A critical complication is that individuals who pose threats rarely operate under a single online identity. People in heightened emotional states may abandon accounts, create new ones, or operate under multiple aliases simultaneously. Underwood emphasized that effective OSINT tools must be able to link these disparate identities, revealing patterns of behavior across platforms. “They’re not just operating under one social media account,” he explained. “How do you identify all the different accounts they have, and which ones are the most accurate?” This kind of cross-platform analysis is central to building an accurate threat profile.
The rise of fragmented social media ecosystems makes this task even harder. While many think primarily of mainstream platforms like Facebook, Instagram, or TikTok, Underwood noted that threat actors often migrate to less visible networks. Review sites, hobbyist forums, or decentralized platforms like Mastodon servers can become echo chambers where individuals express dangerous intentions outside the view of traditional monitoring. Hundreds of such platforms now exist, each requiring its own approach for collection and analysis. “Social media isn’t just 20 or 30 platforms—it’s hundreds,” Underwood said.
For threat management professionals, this diversity of sources creates a collection challenge.
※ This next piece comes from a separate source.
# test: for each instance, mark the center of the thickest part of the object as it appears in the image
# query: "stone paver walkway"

But the harder task often comes after collection: assessing intent. Determining whether a threat is credible requires more than scanning for violent language. It involves understanding the individual’s mindset, history, and proximity to potential targets. Underwood described this as the science and art of threat management, distinct from broader risk management. “You have to look at the individual, the state of mind they’re in, their proximity to weapons, and their proximity to the protectee,” he said. An isolated post by a teenager thousands of miles away may warrant monitoring, but it poses a very different level of concern than a local individual repeatedly making threats with access to firearms.
He also noted that effective solutions require cooperation among vendors. Government customers benefit most when different tools and platforms integrate seamlessly, allowing professionals to pivot between data sets without disruption. This interoperability reduces the risk of blind spots and ensures that information flows smoothly into established battle rhythms. “How do vendors actually work with other vendors to get the government the solution they need?” Underwood asked. He suggested that more collaboration within the private sector is needed to meet government’s complex and evolving requirements.
The trajectory of threat management is changing rapidly. For years, professionals struggled primarily with data volume. Today, the challenge is more about fragmentation and intent. With individuals spreading their activity across dozens of platforms, and with AI tools increasingly shaping both threats and defenses, the field is in constant flux. Underwood argued that success depends on blending advanced tools with seasoned human expertise—neither can succeed without the other.
Ultimately, the goal of OSINT in this space is not just to identify threats but to integrate them into broader operational rhythms. Intelligence must feed into decision-making cycles quickly enough to prevent harm. That requires technology that can surface relevant insights at speed, analysts who can interpret them with accuracy, and organizational processes that translate insights into action.
Underwood’s perspective highlights the growing importance of OSINT beyond traditional intelligence missions. In executive protection and threat management, open sources often provide the earliest warning of danger. By investing in tools that can handle fragmentation, integrating multiple vendor solutions, and training professionals to make informed judgments, organizations can better safeguard their leaders and operations.
Key Takeaways
Threat management professionals face overwhelming volumes of alerts and tips, making triage and analysis more critical than collection.
Individuals who pose threats often operate under multiple aliases across fragmented platforms, requiring cross-source OSINT tools.
Technology enables faster analysis, but human judgment remains essential to determining intent and prioritizing threats.